Nos quartiers jadis sillonnés d'épiceries, boucheries, primeurs,
boulangeries se transforment, au fil des jours et du génie de nous autres, en
artères tristes, parsemées de kebab et autres malbouffes rapides. Des boutiques
de cordonniers où sentait bon le cuir, dégagent des odeurs de pneu, c'est dire
toute la qualité des semelles et de qui s'y mêle. Les rez-de-chaussée des
immeubles sont transformés en magasins. Les murs porteurs ont laissé place aux
créneaux porteurs. Les caves abritent des ateliers clandestins avec la
bénédiction des copropriétaires. «Au moins, disent-ils, cela permet de déloger
les rats et de gérer les eaux usées». Ils ont raison! Les caves ont, de tout
temps, été un problème qu'à cela ne tienne ! Que dire alors des terrasses? Ceux
qui habitent au dernier étage de l'immeuble nous diront «el khiyane, les
voleurs passaient de terrasse en terrasse. On n'était jamais en sécurité avant
que ne construise le pauvre diable du haut quelque quatre pièces en parpaings».
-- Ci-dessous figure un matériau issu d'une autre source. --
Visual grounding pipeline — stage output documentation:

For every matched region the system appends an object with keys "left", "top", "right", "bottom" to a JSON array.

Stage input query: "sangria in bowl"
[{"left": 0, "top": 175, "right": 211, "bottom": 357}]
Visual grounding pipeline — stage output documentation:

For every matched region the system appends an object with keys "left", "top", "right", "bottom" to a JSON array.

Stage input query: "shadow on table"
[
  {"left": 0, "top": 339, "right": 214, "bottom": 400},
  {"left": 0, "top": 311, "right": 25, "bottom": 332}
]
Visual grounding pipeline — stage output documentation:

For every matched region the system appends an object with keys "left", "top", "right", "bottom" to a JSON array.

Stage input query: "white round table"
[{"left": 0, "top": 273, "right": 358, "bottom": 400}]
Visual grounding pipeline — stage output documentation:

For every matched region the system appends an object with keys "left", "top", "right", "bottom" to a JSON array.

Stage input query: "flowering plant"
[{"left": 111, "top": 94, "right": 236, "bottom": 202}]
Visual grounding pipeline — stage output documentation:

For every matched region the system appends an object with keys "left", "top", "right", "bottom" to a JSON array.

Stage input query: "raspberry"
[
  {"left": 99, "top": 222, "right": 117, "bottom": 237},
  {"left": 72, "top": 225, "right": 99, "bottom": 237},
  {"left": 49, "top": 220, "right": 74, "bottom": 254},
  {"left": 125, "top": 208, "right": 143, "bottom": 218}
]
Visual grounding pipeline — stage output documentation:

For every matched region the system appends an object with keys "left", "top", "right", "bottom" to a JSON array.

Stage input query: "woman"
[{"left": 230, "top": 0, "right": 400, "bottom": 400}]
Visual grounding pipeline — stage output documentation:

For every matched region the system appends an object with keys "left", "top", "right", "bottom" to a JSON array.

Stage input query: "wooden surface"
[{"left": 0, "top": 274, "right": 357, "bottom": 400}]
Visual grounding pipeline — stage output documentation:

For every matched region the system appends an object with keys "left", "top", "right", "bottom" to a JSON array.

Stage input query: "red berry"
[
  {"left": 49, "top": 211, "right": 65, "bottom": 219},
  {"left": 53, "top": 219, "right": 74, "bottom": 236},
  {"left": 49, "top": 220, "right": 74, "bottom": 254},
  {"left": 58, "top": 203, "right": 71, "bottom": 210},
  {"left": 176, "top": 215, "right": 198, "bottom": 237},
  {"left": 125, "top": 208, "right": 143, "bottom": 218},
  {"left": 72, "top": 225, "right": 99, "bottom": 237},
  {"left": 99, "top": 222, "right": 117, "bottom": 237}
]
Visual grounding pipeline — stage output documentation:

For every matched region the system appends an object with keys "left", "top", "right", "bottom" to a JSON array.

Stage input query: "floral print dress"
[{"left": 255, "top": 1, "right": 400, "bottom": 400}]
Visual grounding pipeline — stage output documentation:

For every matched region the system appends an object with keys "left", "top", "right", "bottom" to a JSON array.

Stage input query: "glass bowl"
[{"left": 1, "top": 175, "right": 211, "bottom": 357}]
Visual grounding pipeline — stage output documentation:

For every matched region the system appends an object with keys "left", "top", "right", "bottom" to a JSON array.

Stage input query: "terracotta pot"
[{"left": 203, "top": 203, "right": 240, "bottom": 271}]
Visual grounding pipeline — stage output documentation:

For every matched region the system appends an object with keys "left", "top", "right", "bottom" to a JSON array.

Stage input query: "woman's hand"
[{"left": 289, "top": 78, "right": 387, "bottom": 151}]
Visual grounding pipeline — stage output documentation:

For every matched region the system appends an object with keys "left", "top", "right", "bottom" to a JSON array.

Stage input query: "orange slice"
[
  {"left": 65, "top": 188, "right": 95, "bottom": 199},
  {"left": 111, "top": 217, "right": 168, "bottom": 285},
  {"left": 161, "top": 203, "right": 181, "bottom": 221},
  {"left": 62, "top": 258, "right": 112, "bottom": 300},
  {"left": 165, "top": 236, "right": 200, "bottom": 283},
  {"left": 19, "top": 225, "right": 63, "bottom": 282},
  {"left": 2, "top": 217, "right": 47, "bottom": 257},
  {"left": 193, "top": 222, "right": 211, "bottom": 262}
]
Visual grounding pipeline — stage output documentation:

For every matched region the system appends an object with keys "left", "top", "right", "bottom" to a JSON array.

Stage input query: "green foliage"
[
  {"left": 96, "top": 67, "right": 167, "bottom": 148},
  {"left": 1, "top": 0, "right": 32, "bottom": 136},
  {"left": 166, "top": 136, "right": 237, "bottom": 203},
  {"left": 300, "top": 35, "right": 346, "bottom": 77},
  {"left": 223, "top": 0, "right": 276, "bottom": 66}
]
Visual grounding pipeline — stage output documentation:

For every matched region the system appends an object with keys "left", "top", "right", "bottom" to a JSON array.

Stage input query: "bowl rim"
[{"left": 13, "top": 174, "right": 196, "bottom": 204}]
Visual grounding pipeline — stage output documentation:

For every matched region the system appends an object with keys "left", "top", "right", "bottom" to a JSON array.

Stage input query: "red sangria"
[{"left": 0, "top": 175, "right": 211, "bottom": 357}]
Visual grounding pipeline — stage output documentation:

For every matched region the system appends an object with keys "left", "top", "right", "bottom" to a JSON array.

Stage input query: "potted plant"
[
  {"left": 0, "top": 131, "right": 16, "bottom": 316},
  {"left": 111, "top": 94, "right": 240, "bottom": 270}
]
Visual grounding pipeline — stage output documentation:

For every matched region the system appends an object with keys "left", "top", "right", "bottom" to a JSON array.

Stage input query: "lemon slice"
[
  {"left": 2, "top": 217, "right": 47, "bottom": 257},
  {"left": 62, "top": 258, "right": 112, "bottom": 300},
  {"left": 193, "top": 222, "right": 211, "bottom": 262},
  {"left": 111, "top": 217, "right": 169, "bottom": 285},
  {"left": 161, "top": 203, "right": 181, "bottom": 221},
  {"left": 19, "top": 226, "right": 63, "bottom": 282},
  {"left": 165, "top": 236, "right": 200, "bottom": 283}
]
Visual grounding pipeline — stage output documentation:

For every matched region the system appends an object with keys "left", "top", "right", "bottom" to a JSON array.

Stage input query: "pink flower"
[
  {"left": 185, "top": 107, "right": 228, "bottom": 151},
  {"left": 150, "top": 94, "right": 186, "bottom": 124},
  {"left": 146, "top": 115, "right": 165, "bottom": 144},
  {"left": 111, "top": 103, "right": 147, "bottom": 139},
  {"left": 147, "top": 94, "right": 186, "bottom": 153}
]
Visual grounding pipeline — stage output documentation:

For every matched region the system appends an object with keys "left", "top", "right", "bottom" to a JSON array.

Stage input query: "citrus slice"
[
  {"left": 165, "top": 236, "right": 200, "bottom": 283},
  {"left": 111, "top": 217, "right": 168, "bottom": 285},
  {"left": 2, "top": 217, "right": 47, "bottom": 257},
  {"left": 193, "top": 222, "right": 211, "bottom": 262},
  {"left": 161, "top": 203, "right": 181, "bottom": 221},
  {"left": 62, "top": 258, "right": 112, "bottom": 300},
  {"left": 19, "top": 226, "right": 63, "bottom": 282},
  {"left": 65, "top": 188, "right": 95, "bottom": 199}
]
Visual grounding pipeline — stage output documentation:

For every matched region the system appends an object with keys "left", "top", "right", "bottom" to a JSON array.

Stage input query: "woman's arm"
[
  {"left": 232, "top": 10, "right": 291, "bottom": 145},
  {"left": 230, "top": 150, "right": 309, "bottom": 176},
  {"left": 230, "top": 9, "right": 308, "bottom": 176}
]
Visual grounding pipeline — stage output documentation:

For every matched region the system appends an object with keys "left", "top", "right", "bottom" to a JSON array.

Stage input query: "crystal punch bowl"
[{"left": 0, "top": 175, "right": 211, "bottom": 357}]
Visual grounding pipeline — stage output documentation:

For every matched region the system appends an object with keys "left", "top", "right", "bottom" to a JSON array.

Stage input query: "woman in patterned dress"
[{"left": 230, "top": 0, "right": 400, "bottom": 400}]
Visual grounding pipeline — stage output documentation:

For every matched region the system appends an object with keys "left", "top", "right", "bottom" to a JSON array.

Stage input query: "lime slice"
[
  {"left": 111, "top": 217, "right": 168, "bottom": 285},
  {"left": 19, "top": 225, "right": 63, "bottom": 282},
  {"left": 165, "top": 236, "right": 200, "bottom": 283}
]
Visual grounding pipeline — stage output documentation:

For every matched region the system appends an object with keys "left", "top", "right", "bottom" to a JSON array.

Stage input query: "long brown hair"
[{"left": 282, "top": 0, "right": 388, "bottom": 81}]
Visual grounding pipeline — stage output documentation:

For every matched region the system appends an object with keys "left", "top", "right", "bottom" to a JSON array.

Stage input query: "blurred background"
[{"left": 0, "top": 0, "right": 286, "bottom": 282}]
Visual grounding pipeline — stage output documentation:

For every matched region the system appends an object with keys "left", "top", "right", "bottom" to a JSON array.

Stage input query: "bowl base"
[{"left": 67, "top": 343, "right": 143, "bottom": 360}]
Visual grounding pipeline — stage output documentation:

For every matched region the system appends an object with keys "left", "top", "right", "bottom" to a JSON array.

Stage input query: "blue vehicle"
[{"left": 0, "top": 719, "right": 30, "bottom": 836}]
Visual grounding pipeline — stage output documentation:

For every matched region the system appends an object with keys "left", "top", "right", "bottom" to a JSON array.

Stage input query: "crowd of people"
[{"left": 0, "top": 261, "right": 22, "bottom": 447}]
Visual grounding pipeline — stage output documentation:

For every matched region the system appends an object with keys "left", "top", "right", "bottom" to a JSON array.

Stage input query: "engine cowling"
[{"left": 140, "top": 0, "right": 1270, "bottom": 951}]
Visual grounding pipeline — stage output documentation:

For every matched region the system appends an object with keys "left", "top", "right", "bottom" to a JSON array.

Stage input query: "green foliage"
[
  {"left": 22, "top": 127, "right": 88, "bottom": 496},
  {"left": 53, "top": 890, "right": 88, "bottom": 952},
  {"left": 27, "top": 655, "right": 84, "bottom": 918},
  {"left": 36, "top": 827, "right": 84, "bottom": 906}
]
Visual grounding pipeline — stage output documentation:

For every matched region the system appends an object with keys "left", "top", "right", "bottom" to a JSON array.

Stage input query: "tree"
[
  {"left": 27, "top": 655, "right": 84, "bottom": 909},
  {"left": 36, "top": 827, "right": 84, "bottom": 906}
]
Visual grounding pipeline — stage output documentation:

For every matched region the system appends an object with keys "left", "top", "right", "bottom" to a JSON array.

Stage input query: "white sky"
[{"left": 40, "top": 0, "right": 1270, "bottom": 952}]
Très intelligents les coco-propriétaires. L'intelligence n'est-elle pas cette
capacité de concevoir des solutions, de s'adapter aux changements? Mais voilà,
les coco-propriétaires ne sont pas partout. L'intelligence ne court donc pas
les rues. La nature ayant horreur du vide, les gardiens de véhicules, sont là
pour nous le rappeler. « Zid, zid braqui? gleb koulchi ». A dix mètres d'un
agent de l'ordre, ils peuvent bloquer une file de voitures, sifflet à l'appui,
pour faire garer le chauffeur, chauffé à blanc par les embouteillages.
Les voies de
stationnement sont devenues des propriétés, voies actées à couteaux tirés,
matrag visible et badge à l'appui. Ils se relaient, c'est leur gagne-pain,
c'est leur partie de cette Algérie ? propriété de coco-propriétaires qui pèsent
de tout leur poids sur les sièges « dar el baylek » et qui transféreront leur
pouvoir d'une fesse à l'autre quand ils sont mal assis.